Basically, assuming that a pocket watch has it's crown at 12, I am looking for a mechanical chronograph that has 3 sub dials, the small second at 3, and the chronoraph functions at 12 and 6 along with the big second hand.

It is my intention to rotate the movement by 90 degrees so the crown sits at 3, the small seconds is at 6, and the chrono functions are at 3 and 9, (hope that makes sense). As I intend to have the watch reasonably large, I don't need a small movement.

Many thanks in advance for your help.

Dave.


----------



## mel (Dec 6, 2006)

Dave, try a PM to "Microlisk" who posts here on occasion. Andreas is *very* knowledgeable about PW movements, however English is not Andreas' native language, so he may take a whiley to get back to you. 

Also he has a very good website, which although in German, is easily followed with all the piccies he has there - I think you'll find the link on his profile, or it's on my links page at my affordable website, URL below. :lol:


----------



## DaveOS (May 9, 2010)

Thanks for that Mel, I'll look into it.

Hope you enjoy your break


----------



## Roger the Dodger (Oct 5, 2009)

You could be looking for a needle in a haystack here...Open faced pocket watches have the crown at twelve, hunters have it at three. However, I've not seen a pocket watch with 3 sub dials....some have a seconds sub at six....but that's about it. If there are any vintage pocket chronographs, they'll be collectors items and very expensive.


----------



## DaveOS (May 9, 2010)

Roger the Dodger said:


> You could be looking for a needle in a haystack here...Open faced pocket watches have the crown at twelve, hunters have it at three. However, I've not seen a pocket watch with 3 sub dials....some have a seconds sub at six....but that's about it. If there are any vintage pocket chronographs, they'll be collectors items and very expensive.

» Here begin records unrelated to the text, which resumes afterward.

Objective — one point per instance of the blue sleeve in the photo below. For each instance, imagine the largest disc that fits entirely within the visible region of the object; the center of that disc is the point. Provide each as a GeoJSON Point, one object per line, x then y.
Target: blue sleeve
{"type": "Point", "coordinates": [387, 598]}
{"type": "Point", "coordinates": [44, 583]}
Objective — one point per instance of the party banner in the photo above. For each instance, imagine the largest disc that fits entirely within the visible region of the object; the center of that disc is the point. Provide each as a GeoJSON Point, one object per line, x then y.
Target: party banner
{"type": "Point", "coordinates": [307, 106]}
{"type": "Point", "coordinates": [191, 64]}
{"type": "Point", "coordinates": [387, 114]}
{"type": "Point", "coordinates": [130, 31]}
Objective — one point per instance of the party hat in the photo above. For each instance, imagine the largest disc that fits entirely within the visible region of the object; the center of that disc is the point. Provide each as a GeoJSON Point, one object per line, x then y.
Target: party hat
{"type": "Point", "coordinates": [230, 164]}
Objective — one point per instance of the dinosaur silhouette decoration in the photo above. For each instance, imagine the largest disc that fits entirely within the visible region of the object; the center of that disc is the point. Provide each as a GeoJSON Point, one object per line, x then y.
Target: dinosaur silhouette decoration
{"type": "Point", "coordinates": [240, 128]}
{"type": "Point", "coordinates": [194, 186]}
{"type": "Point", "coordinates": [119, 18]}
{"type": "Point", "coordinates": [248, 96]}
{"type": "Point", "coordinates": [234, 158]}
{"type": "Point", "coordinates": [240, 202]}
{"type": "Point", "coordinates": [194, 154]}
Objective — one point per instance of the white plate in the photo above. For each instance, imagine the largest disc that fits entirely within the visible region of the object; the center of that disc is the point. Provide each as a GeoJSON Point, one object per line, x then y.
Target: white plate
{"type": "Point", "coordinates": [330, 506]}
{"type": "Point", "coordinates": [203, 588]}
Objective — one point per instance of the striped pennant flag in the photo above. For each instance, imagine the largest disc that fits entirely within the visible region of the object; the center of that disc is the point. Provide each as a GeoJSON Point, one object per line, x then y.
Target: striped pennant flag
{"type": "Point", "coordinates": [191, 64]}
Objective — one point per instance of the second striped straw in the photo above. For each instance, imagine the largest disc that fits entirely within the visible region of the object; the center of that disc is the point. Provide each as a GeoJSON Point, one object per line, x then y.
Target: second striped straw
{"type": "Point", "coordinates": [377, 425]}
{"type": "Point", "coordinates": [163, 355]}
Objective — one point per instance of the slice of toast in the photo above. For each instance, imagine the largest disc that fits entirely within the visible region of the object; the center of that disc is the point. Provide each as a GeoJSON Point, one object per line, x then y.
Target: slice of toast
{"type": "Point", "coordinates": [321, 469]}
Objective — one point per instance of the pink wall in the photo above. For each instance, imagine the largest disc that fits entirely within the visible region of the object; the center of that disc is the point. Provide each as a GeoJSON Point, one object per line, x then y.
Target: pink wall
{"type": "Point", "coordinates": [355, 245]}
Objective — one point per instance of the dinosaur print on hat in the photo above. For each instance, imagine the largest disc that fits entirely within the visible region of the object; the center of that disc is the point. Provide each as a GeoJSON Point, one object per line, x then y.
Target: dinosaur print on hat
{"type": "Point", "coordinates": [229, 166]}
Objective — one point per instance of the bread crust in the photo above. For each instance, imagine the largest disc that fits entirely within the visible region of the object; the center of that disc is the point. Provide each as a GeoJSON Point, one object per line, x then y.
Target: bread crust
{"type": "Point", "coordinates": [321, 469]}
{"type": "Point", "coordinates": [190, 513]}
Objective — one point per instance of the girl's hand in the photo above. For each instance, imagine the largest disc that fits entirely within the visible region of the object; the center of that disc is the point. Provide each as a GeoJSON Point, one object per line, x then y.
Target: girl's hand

I'm starting to get that feeling


----------



## harryblakes7 (Oct 1, 2010)

i've got a gun metal chronograph pocket watch with two sub dials if your interested :thumbsup:


----------



## DaveOS (May 9, 2010)

harryblakes7 said:


> i've got a gun metal chronograph pocket watch with two sub dials if your interested :thumbsup:


Many thanks for the kind offer, but it was three sub dials I was after, with the small seconds in particular place.

Thanks again,

Dave


----------